Fed Poet’s Society: NY Fed Looks at Poetry in Policy

Source: The Wall Street Journal

Among the burning questions confounding Fed watchers these days probably isn’t “when was the last time a speech by a Federal Reserve official contained a full-length poem?”

Nonetheless, the Federal Reserve Bank of New York reported the answer in a blog post Friday: a surprisingly recent 2004.

Former Dallas Fed President Bob McTeer, who wrote his own monetary-policy-themed verses, was the last official to pepper his speeches with poetry, according to a post by Amy Farber of the New York Fed’s research library.

For example: “I wonder what justifies the magnitude/ Of the typical hawkish attitude,” Mr. McTeer presented at a meeting of the Rotary Club of Dallas in 2004.

Though Mr. McTeer left the Dallas Fed in November 2004, some of his verses are still relevant today, he said in an interview Friday. The central bank is still grappling with questions of how transparent it should be, a topic he addressed–in verse–at a meeting of the Federal Open Market Committee, Mr. McTeer recollected.

“Transparency is certainly a central banker cause, but it reminds me too much of sausages and laws/ I think translucence like my shower door is a good compromise: it lets in the light, but keeps out the flies,” Mr.

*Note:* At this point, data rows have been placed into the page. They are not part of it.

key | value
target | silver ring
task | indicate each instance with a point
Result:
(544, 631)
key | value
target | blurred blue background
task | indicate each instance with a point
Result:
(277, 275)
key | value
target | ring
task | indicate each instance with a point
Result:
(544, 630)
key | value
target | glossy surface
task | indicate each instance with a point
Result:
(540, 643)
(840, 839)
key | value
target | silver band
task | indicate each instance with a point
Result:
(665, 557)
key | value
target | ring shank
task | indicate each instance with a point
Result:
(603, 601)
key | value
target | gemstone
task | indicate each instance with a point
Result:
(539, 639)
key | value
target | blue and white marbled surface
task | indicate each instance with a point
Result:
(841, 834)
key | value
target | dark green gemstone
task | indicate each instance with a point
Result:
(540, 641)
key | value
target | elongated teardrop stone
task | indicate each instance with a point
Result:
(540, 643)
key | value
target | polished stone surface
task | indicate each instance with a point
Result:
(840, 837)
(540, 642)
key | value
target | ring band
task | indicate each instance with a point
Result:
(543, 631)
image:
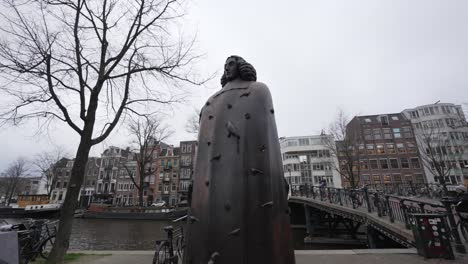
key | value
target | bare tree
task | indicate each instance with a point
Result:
(47, 164)
(345, 147)
(13, 178)
(89, 63)
(193, 123)
(147, 134)
(439, 152)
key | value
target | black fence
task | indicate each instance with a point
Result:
(390, 202)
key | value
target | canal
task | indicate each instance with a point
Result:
(114, 234)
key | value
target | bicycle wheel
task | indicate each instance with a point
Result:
(163, 254)
(180, 246)
(46, 246)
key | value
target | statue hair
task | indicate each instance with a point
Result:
(246, 71)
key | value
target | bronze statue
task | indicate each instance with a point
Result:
(239, 210)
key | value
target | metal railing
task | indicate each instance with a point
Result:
(384, 201)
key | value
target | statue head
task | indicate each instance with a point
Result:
(236, 67)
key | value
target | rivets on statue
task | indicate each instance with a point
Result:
(255, 171)
(245, 94)
(217, 157)
(227, 206)
(213, 258)
(234, 232)
(193, 219)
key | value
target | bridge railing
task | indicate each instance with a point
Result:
(382, 201)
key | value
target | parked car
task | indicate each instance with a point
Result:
(159, 204)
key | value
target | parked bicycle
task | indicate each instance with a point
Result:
(171, 249)
(35, 238)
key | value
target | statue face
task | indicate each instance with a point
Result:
(231, 70)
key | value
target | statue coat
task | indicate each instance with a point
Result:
(239, 211)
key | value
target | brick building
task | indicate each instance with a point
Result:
(188, 150)
(168, 175)
(388, 149)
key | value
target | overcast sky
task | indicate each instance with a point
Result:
(367, 57)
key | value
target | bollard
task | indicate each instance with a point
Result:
(459, 247)
(366, 196)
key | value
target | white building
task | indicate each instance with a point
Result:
(306, 160)
(447, 122)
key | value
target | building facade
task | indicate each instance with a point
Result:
(187, 162)
(125, 193)
(446, 124)
(307, 160)
(167, 182)
(387, 149)
(88, 188)
(112, 162)
(63, 170)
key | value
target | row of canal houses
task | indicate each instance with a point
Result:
(113, 178)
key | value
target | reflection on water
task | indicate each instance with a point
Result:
(113, 234)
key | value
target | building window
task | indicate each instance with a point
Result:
(391, 148)
(408, 178)
(387, 179)
(415, 163)
(397, 178)
(384, 164)
(367, 134)
(404, 163)
(303, 141)
(370, 149)
(384, 120)
(376, 179)
(377, 134)
(362, 150)
(411, 147)
(419, 178)
(394, 164)
(387, 133)
(364, 165)
(401, 148)
(380, 149)
(407, 132)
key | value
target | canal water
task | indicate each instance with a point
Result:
(114, 234)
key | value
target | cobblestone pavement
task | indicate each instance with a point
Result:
(364, 256)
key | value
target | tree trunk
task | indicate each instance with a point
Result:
(71, 200)
(140, 197)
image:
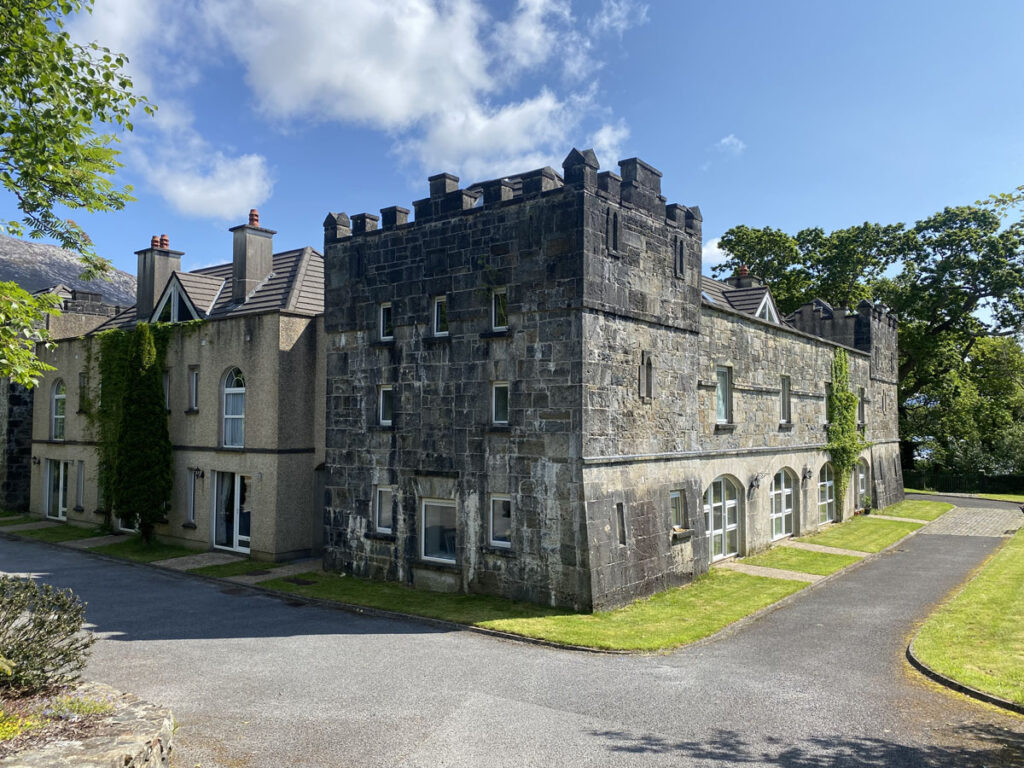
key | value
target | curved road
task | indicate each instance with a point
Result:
(257, 682)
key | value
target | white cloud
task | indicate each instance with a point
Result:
(730, 145)
(616, 16)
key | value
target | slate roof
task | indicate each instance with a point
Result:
(294, 286)
(38, 267)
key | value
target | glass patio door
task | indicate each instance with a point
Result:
(232, 516)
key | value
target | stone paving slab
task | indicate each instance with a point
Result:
(199, 560)
(793, 576)
(977, 521)
(875, 516)
(96, 541)
(292, 568)
(826, 550)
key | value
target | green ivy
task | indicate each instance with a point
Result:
(845, 442)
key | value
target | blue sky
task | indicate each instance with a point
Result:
(782, 114)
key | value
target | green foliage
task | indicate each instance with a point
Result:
(845, 442)
(53, 93)
(41, 634)
(142, 456)
(22, 327)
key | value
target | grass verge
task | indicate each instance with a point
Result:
(919, 510)
(137, 550)
(977, 638)
(863, 534)
(802, 560)
(64, 532)
(665, 621)
(239, 567)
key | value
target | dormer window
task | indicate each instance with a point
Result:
(175, 307)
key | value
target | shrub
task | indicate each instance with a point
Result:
(41, 635)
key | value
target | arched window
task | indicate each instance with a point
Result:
(826, 495)
(722, 518)
(860, 474)
(235, 409)
(781, 504)
(58, 399)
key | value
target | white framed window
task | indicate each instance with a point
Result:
(386, 326)
(384, 509)
(784, 407)
(440, 315)
(385, 404)
(677, 509)
(723, 394)
(58, 404)
(826, 495)
(500, 402)
(437, 530)
(500, 309)
(722, 518)
(194, 387)
(781, 505)
(501, 520)
(233, 403)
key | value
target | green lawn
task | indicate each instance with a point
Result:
(60, 532)
(863, 534)
(802, 560)
(667, 620)
(238, 567)
(919, 510)
(137, 550)
(977, 637)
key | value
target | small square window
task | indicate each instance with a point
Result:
(385, 406)
(384, 513)
(501, 520)
(440, 315)
(499, 309)
(500, 402)
(386, 322)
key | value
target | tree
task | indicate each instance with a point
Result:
(53, 93)
(142, 478)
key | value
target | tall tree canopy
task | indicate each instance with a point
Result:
(53, 94)
(955, 280)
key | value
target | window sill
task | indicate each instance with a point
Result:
(495, 550)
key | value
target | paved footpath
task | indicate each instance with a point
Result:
(258, 682)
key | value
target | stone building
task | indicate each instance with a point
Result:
(532, 392)
(244, 390)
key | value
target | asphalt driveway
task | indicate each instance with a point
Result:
(256, 681)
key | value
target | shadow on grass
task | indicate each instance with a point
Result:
(972, 745)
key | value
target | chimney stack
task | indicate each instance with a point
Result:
(155, 266)
(252, 256)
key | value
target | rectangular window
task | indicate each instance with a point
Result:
(80, 487)
(723, 395)
(440, 315)
(784, 415)
(501, 520)
(500, 402)
(386, 322)
(385, 407)
(676, 505)
(384, 513)
(499, 309)
(437, 526)
(194, 387)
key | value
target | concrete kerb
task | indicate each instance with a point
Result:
(453, 626)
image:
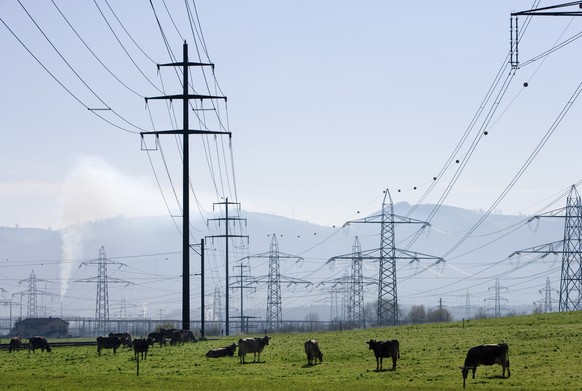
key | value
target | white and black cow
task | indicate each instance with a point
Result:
(222, 352)
(252, 345)
(38, 343)
(486, 355)
(108, 343)
(313, 352)
(385, 349)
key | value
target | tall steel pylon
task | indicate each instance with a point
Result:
(356, 313)
(387, 312)
(497, 299)
(274, 279)
(102, 297)
(571, 250)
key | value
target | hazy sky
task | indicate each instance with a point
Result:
(329, 103)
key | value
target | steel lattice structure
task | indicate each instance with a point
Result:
(571, 250)
(356, 311)
(387, 310)
(102, 297)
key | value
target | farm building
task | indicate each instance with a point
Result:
(47, 327)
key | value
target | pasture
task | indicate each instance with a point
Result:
(544, 352)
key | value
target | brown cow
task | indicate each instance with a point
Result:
(385, 349)
(313, 352)
(38, 343)
(108, 343)
(486, 355)
(222, 352)
(15, 344)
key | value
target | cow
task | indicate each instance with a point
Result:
(222, 352)
(15, 344)
(313, 352)
(385, 349)
(252, 345)
(124, 337)
(38, 343)
(156, 337)
(108, 343)
(141, 345)
(179, 337)
(486, 355)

McTeer recited from memory. “I sort of irritated my colleagues with it.”

But while a poet can leave the Fed, it’s harder to extract the Fed from the poet. Mr. McTeer, now a distinguished fellow at the National Center for Policy Analysis, has continued to pen monetary policy-themed poetry, though not without the occasional burst of writer’s block.

“The other day I started to try to summarize the whole European thing in a poem and it never quite got off the ground, but I’m going to go back to it after I sleep a few nights,” he said.

Mr. McTeer is not the only Fed official to merge poetry and policy. In 1935, Fed governor Menc Stephen Szymczak capped off a 12-page speech before the Illinois Bankers Association with Arthur Hugh Clough‘s 1849 poem “Say Not The Struggle Nought Availeth,” the New York Fed noted.

The 16 lines of poetry probably went over better in the 20th century than it would in the 21st, the blog post mused.

“One might wonder if that wasn’t a bit much to ask of his audience after 12 pages of oratory, but 1935 attention spans may have been more stalwart,” the post read.